Just before I stepped into the river, I looked across at Dark Bear waiting on the opposite bank beside a tense-looking Olivier—who was wearing my backpack with Jason inside it. Then I climbed carefully down into the icy waters and we moved out into the river single file—Sam leading the procession to keep the rope taut, Bambi in the middle, and I bringing up the rear—all of us clinging tightly to the rope. I had to concentrate as hard as I could to keep my knees flexible, my body balanced, and my feet planted firmly as I felt my way along the slippery, uneven rock on the bottom of the riverbed. So I was well out into the river before I suddenly realized something was terribly wrong. Sam had stopped dead in midriver.
There on the opposite bank, at the forest’s edge, were the two very last people on earth I wanted to see: my boss Pastor Owen Dart, and Herr Professor Dr. Wolfgang K. Hauser of Krems, Österreich. Wolfgang was holding Olivier with a gun at his throat. Dark Bear, only yards away, had been firmly lashed to a tree.
How did they get here, a hundred miles into the wilderness? Then I realized that in the few minutes, back at the house, when Dark Bear had stepped inside, we’d left the cars unattended. Those few moments might have been all the time required to attach tracking devices to our vehicles. It seems Wolfgang had learned from his experience the last time he’d tailed me.
Even at this distance, I could see Wolfgang’s deep turquoise eyes riveted on the three of us out across the river—first resting briefly on Bambi and me, then burning like horrible coals into Sam, as if he couldn’t believe what he saw.
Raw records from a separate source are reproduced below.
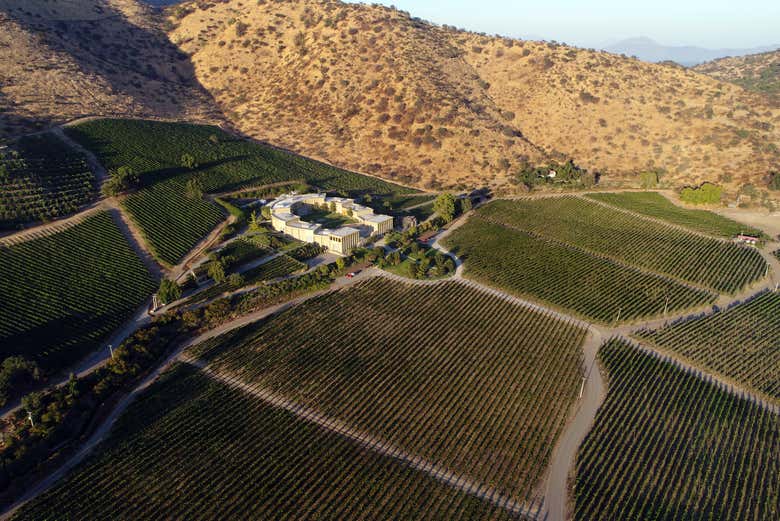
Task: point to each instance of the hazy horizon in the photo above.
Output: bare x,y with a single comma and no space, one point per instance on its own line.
716,24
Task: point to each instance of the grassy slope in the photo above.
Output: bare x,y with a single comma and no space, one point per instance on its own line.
667,445
721,266
656,205
592,287
47,181
173,222
423,367
742,343
228,455
63,294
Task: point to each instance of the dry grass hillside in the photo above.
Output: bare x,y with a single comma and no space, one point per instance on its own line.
621,115
372,89
360,86
63,59
757,72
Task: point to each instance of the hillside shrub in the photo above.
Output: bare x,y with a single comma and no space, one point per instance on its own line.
707,193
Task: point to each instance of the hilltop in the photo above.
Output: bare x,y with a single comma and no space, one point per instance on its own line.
372,89
649,50
757,72
65,59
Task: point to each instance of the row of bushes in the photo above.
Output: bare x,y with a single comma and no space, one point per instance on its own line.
50,424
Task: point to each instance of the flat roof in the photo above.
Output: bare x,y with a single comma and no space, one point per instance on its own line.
344,232
377,218
304,225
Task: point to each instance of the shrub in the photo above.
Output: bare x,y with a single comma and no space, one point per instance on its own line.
122,179
707,193
169,291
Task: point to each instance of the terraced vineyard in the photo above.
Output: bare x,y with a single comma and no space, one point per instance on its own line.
742,343
593,287
228,455
719,265
657,206
62,294
460,378
172,222
667,445
46,180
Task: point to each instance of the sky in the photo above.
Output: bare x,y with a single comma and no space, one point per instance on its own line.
712,24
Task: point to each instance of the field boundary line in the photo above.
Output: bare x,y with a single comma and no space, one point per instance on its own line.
650,218
51,228
695,369
608,258
368,441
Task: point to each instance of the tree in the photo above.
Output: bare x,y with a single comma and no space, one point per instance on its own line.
707,193
169,291
188,161
444,206
465,205
236,280
254,223
120,180
774,181
194,189
216,271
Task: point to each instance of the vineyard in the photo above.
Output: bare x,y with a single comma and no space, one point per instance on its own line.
227,455
64,293
718,265
450,374
44,179
653,204
173,222
667,445
742,343
568,278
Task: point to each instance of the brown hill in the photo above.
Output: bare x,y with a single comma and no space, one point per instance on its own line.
372,89
756,72
63,59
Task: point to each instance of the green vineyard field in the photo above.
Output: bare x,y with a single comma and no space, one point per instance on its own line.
461,378
280,266
718,265
593,287
47,180
192,448
742,343
172,222
64,293
656,205
668,445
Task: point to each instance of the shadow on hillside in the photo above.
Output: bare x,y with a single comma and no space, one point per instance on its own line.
140,62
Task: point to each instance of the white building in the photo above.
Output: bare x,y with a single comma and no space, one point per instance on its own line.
285,218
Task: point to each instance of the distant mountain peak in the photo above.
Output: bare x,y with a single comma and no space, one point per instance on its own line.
647,49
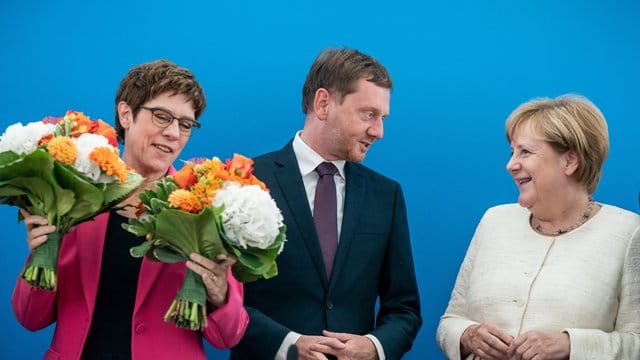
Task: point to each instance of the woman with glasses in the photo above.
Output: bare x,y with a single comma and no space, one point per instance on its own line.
109,305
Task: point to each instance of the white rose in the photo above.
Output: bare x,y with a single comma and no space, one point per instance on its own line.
24,139
250,218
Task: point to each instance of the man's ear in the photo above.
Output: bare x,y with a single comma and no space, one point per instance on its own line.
572,162
125,115
321,103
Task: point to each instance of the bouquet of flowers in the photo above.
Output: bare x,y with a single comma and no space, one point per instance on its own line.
66,169
210,208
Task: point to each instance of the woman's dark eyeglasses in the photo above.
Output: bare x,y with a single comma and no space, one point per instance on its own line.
163,118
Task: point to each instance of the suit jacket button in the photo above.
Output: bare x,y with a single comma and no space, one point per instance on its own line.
329,305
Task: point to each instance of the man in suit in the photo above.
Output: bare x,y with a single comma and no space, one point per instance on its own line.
333,273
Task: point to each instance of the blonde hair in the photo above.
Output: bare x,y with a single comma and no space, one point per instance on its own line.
568,123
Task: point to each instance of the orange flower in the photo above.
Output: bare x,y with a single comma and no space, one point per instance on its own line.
185,178
109,162
102,128
205,190
80,123
63,150
185,201
45,139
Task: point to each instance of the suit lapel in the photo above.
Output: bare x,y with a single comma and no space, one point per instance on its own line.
291,190
353,205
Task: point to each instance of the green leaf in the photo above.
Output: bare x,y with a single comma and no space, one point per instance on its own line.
140,250
135,227
87,200
36,164
116,192
7,157
190,233
158,205
38,191
167,256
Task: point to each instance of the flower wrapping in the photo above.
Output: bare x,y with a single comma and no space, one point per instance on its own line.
210,208
66,169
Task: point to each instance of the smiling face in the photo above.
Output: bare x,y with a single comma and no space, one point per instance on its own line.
540,172
149,149
354,122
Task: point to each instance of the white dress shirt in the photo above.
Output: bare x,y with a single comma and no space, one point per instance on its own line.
308,160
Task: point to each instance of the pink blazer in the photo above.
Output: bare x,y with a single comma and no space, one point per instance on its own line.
72,305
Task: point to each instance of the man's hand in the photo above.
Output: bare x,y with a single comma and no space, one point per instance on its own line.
305,344
346,346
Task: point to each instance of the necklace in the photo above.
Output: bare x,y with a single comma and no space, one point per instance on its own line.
535,223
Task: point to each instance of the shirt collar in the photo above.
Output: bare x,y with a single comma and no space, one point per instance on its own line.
309,159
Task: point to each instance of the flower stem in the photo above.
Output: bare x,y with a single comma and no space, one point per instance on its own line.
188,308
40,272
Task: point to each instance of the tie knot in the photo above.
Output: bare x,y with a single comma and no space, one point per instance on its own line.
326,168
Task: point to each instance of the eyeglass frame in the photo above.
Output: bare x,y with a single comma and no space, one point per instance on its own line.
194,123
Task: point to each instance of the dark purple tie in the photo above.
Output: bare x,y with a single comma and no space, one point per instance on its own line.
325,214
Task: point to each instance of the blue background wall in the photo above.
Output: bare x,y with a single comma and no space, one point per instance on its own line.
459,69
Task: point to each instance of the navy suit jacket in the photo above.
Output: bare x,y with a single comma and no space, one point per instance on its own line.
373,262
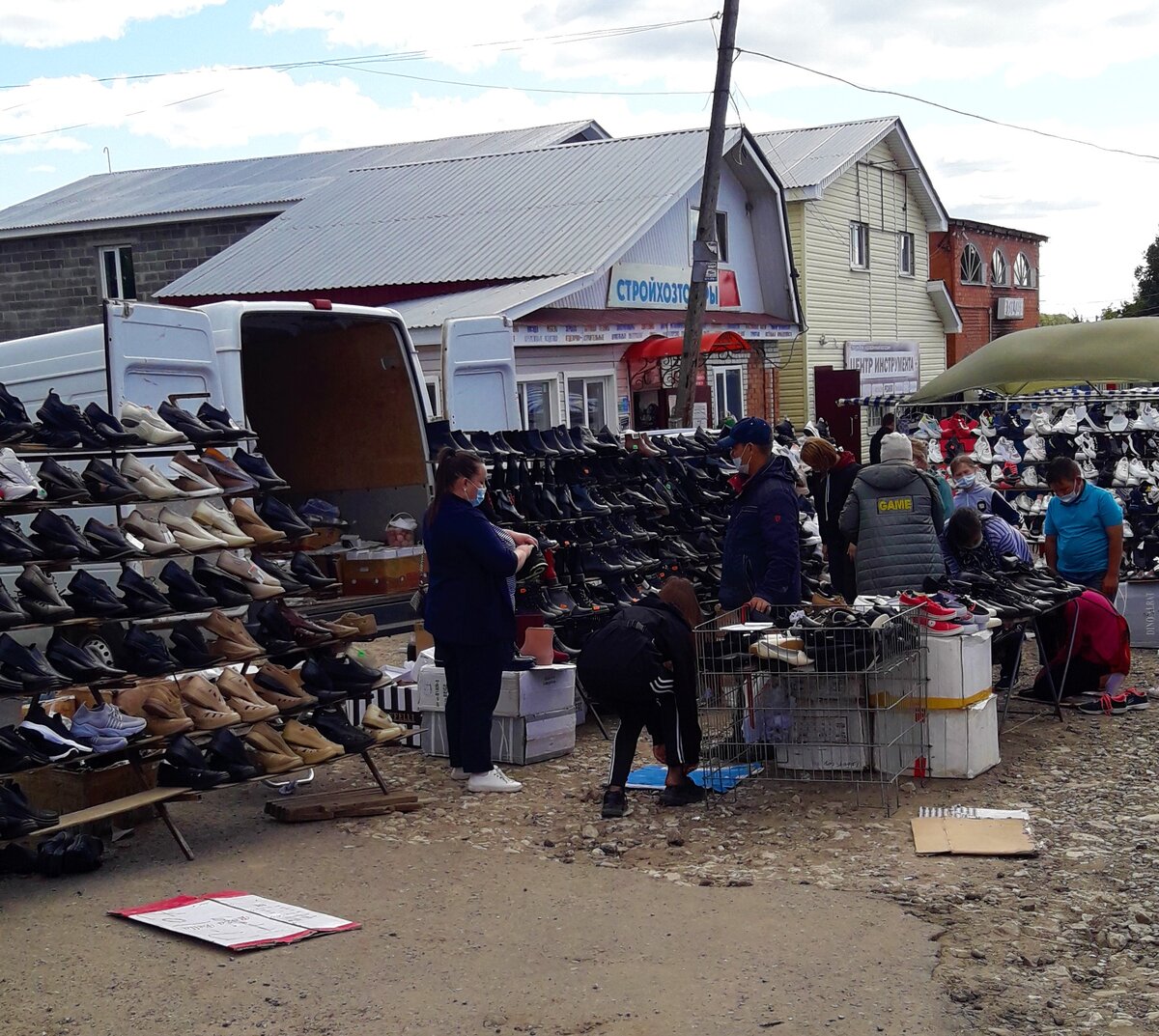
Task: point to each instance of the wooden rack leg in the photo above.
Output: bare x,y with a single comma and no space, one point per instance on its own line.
374,771
162,811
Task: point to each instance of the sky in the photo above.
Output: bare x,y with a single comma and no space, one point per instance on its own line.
134,84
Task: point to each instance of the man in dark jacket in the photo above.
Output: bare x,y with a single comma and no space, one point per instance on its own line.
887,427
762,557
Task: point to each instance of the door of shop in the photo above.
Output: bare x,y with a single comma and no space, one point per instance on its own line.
830,385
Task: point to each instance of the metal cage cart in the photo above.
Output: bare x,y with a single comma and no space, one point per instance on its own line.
839,698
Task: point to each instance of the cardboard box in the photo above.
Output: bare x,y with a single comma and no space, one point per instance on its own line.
960,669
515,740
545,688
963,742
382,571
1141,608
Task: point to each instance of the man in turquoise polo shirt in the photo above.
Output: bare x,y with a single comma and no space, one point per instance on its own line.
1084,528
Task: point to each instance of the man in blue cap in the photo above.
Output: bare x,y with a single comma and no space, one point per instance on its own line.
762,560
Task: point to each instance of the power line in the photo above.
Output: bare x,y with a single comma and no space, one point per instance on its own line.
984,119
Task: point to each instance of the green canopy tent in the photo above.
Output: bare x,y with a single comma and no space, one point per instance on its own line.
1055,357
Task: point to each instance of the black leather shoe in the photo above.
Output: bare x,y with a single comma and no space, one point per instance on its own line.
62,485
143,596
58,537
91,596
259,468
78,663
227,752
40,597
185,594
190,427
105,485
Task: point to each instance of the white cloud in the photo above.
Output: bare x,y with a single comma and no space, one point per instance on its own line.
63,22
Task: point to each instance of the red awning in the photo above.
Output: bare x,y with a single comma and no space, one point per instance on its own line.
656,347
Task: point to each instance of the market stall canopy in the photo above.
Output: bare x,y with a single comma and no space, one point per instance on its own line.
1055,357
656,347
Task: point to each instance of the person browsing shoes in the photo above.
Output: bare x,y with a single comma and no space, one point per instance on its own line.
469,611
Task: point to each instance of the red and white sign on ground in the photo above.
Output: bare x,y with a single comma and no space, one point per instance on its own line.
236,920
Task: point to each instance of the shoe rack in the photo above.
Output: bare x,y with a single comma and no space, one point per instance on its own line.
143,748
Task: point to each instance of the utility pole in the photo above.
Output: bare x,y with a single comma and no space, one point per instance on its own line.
705,248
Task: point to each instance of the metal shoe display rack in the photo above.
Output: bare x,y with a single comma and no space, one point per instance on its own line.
140,750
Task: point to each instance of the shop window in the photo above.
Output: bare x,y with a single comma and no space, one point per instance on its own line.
536,408
117,281
588,403
721,232
905,261
971,266
1024,275
728,394
859,246
1000,272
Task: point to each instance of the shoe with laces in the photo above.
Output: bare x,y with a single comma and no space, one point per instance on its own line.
494,780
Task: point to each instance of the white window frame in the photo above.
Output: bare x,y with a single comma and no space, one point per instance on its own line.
904,237
553,398
722,370
433,385
608,378
859,244
721,232
109,291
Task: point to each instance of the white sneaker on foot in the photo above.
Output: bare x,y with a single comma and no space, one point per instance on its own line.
495,780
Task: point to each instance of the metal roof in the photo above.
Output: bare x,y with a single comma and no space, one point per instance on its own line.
276,181
514,300
810,159
569,209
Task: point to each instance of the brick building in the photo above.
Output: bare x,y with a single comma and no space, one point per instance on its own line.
992,276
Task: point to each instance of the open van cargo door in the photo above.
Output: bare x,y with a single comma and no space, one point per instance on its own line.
160,351
479,387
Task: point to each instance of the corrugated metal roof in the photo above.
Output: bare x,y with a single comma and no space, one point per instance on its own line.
812,155
269,181
533,213
513,300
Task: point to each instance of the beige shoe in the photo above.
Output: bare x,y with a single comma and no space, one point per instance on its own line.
272,752
310,744
254,526
223,525
365,625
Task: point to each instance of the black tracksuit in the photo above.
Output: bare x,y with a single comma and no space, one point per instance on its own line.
669,715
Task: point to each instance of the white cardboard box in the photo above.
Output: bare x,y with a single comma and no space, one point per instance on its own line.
545,688
959,666
963,742
515,740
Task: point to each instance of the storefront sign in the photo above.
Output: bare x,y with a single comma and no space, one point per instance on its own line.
887,368
643,287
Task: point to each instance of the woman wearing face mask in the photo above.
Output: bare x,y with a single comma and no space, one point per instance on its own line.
470,612
971,492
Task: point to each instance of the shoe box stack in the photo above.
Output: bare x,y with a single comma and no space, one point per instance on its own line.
215,693
1116,443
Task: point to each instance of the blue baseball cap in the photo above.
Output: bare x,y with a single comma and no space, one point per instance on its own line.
748,430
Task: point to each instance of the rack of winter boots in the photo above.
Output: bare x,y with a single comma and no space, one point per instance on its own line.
208,664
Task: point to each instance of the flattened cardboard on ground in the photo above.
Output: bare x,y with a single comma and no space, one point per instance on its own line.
236,920
965,837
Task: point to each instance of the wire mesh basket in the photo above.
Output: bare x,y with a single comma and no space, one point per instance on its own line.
840,696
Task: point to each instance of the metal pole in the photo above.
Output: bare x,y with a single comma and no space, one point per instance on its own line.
704,248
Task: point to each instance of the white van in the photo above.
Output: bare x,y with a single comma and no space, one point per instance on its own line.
335,393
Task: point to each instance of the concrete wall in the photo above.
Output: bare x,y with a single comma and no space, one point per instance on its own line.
52,283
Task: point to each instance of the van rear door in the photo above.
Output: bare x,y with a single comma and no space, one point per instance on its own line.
157,352
479,387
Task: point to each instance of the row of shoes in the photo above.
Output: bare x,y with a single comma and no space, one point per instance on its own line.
63,426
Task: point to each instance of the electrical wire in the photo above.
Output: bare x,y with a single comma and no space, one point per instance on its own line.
974,115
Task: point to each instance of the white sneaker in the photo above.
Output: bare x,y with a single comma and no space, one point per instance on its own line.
145,423
1067,423
493,781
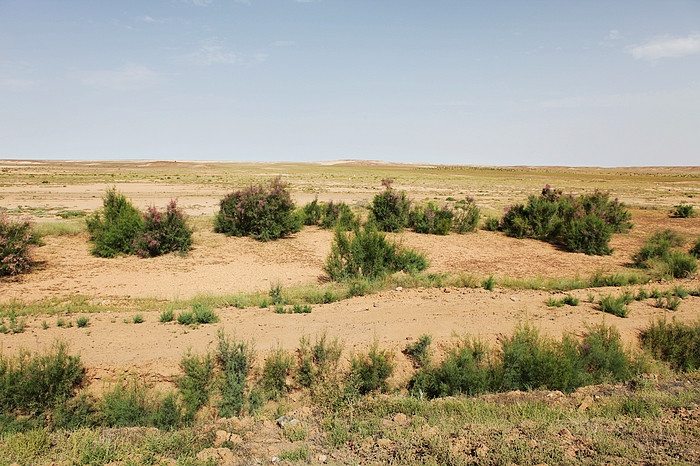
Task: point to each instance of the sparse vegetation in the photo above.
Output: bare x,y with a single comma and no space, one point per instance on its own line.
580,224
683,210
675,342
366,253
163,232
17,239
259,211
615,305
390,209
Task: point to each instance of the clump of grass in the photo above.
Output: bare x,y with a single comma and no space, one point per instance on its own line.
488,283
675,342
186,318
35,383
615,305
195,384
568,300
14,325
370,372
526,361
235,359
167,316
204,314
660,253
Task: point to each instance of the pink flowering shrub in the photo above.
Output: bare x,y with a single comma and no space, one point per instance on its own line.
16,242
390,209
262,212
163,232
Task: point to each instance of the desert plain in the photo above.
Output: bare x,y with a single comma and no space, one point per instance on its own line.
68,282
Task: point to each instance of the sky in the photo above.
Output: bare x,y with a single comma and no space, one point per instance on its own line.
492,82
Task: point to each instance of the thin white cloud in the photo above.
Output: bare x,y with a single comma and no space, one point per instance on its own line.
666,46
131,76
17,85
212,52
200,2
151,20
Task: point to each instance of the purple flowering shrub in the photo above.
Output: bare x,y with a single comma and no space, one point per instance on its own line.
16,242
163,232
390,209
579,224
262,212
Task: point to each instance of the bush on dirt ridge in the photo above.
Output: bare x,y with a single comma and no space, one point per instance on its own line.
367,253
390,210
261,212
16,242
164,232
115,229
660,252
580,224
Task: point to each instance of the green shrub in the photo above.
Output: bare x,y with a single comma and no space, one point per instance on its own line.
338,215
277,367
35,383
312,213
316,361
370,372
115,229
127,404
614,305
677,343
367,253
492,224
466,216
186,318
204,314
683,211
657,247
16,242
390,209
680,264
167,316
568,300
163,232
695,250
431,219
262,212
195,385
465,370
419,352
235,359
527,361
584,224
I wanted to weep. But my more immediate desire was to stay alive, a prospect that didn’t seem too awfully promising just at this moment. I suddenly noticed that the Pod held a hunting knife in his hand. Now he set his other hand firmly on the thick line of rope that was tied to the tree just beside him—the rope we were all clinging to, our total life support system out here in the rapid waters. A twinge of fear ran up my spine as I realized he was about to hack it in two! But then I saw Wolfgang shake his head and speak a few quick words to the Pod, who removed his hand from our lifeline with a nod of agreement, and glanced back at us.
Bambi and Sam and I stood there in midriver, frozen like statues, as I prayed that maybe Wolfgang had had a change of heart, maybe he’d undergone radical personality surgery in the few hours since I’d seen him. After all, I tried to reason, if their objective was to destroy all trace of these documents, leaving their team with the copy Sam himself had made as the only version in existence, then there was no reason why the Pod shouldn’t cut us all loose like bait and toss us over the falls to feed the fish.
But of course there was a reason, and it wasn’t long before I grasped it.